YEC Member Spotlight: Tim J. Schmidt, President, Skin Pro International
Who is your hero?
Dick and Rick Hoyt, for their fearlessness in overcoming challenges. They should be in the dictionary next to the entry for “determination.”
What’s the single best piece of business advice that helped shape who you are as an entrepreneur today, and why?
You have to be willing to outwork the next guy to succeed over the long haul. This piece of advice drives me when I’m putting in ungodly hours, working on holidays, or getting up early after being up late.
What’s the biggest mistake you ever made in your business, and what did you learn from it that others can learn from too?
Years ago, I started a brand that caught on quickly with consumers and was on pace to be a seven-figure per year venture very early in its existence. The problem was, being young and inexperienced, I didn’t do my homework in regards to intellectual property. One year later, after being legally notified of the alleged infringement, I made the decision to start over, regardless of how dubious I felt the claim was. The lesson to be learned here is to do your homework before starting ANY brand that may possibly infringe on someone else’s IP.
What do you do during the first hour of your business day and why?
Answer every email in my inbox, prioritizing the International inquiries as most important in order to keep trade partners out East moving along with their various initiatives. I find that starting the day with a clear inbox is therapeutic and allows me to go about the rest of my day with clarity to execute visions knowing I’m keeping everyone else’s tasks moving forward.
What’s your best financial or cash-flow related tip for entrepreneurs just getting started?
Re-invest every dollar and pay yourself very minimally while starting up. The end goal is to put money in our pockets, but if you haven’t experienced life without income, you haven’t lived enough to get the drive to make it big.

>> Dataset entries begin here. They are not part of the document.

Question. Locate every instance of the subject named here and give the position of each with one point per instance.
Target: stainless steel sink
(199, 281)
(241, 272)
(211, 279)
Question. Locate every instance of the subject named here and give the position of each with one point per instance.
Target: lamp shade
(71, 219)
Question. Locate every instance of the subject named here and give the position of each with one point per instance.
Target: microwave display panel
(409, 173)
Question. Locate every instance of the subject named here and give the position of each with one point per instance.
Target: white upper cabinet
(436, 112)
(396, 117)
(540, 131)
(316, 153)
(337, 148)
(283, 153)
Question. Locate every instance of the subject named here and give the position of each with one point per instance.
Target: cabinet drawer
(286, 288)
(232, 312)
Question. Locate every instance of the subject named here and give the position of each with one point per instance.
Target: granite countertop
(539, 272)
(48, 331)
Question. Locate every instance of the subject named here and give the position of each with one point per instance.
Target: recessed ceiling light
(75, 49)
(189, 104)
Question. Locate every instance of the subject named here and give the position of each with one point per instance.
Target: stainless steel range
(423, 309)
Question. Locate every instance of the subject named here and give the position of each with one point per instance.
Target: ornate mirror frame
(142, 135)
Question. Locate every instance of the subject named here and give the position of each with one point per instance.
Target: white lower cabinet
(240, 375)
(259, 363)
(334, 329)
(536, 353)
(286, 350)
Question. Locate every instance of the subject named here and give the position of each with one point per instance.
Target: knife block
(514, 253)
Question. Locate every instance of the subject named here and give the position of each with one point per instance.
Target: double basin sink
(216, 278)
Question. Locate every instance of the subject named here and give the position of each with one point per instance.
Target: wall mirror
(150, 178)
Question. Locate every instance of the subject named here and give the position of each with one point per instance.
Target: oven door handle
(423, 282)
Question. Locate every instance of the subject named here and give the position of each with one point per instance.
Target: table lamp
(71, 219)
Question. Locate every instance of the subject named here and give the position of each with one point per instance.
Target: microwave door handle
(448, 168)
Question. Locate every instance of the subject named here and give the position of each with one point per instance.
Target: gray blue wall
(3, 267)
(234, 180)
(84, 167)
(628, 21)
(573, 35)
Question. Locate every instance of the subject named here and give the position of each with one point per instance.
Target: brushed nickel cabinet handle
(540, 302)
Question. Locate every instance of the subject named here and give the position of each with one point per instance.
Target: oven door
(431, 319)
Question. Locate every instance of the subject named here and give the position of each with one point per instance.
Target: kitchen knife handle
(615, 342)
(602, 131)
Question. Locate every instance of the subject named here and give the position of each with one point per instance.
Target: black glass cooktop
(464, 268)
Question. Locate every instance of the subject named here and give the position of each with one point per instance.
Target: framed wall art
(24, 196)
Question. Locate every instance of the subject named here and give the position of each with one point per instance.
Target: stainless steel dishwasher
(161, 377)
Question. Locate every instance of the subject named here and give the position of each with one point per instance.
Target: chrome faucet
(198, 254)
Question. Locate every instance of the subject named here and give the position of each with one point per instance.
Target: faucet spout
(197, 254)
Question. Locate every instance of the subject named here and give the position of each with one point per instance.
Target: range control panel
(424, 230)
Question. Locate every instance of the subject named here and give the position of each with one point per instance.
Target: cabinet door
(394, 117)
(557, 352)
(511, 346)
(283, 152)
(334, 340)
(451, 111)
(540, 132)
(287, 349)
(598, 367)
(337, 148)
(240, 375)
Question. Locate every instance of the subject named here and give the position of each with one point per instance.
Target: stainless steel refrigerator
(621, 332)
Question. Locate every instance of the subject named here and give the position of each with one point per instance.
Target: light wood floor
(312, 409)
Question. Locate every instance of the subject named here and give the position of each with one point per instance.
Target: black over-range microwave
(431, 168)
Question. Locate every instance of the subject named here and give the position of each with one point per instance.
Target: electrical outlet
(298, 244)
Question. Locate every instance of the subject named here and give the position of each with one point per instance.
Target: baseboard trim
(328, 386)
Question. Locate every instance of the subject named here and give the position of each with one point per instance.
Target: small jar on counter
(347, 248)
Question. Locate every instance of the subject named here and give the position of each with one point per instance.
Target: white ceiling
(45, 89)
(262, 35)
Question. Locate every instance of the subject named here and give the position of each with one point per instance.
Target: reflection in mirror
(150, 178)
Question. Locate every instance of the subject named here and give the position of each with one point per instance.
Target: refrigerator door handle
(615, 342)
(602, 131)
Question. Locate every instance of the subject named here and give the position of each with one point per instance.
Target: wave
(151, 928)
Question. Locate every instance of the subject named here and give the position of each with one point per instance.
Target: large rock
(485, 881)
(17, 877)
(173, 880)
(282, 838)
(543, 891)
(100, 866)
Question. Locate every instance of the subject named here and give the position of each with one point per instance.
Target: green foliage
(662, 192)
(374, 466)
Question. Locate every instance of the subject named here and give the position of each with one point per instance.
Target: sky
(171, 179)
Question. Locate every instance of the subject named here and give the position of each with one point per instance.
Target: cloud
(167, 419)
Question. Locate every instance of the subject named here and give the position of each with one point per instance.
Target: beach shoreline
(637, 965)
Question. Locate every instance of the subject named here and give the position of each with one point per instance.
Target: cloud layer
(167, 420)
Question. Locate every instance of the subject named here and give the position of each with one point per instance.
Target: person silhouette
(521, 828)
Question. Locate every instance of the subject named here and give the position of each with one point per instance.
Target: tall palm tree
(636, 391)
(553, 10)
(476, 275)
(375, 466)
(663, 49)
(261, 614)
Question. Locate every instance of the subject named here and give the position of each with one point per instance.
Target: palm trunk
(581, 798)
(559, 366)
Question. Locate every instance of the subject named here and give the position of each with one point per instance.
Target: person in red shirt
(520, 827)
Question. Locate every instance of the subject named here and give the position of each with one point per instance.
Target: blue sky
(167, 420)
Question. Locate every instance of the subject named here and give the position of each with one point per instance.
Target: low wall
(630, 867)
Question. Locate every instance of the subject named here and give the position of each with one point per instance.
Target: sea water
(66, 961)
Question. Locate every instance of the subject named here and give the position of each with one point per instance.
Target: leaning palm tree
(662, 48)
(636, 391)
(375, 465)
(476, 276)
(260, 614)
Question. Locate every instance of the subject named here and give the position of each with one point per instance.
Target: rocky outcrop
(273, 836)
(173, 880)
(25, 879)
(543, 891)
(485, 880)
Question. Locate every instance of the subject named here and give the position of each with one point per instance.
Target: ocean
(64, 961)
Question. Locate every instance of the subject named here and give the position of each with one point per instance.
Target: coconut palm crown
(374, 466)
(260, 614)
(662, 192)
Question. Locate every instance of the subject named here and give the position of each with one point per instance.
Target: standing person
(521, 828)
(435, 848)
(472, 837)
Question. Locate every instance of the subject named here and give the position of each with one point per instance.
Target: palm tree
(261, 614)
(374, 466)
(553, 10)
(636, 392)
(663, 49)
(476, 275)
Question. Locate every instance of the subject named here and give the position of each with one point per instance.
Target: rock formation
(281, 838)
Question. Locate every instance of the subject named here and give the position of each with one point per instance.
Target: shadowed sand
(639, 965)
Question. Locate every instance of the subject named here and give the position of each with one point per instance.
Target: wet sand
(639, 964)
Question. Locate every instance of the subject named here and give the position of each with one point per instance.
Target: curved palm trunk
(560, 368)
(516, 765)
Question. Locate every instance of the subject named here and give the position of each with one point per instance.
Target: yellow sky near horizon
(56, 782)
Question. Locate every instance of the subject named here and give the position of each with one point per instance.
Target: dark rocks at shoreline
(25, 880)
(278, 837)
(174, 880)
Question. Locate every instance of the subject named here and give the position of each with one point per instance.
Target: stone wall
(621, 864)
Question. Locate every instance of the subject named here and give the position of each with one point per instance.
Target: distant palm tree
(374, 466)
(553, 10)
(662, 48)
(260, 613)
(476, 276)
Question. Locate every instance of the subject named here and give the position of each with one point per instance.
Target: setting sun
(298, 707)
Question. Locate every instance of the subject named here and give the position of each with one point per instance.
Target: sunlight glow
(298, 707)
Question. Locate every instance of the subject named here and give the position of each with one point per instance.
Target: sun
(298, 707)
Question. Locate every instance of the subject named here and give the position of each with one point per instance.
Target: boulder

Quick: What’s ONE thing you recommend ALL aspiring or current entrepreneurs do right now to take their biz to the next level?
Network. One of the best pieces of advice I ever read was, “Make sure everyone around you knows what you do.” Neighbors, dentists, cashiers at the supermarket, literally everyone you come in contact with should know what you do. It only takes one person to make an introduction that can be life-changing.
What’s your definition of success? How will you know when you’ve finally “succeeded” in your business?
Success in business means constantly raising the bar. If every goal is achieved, the goals aren’t high enough. To say I’ve succeeded in business means I set goals that raise eyebrows and demand everyone’s best collective effort.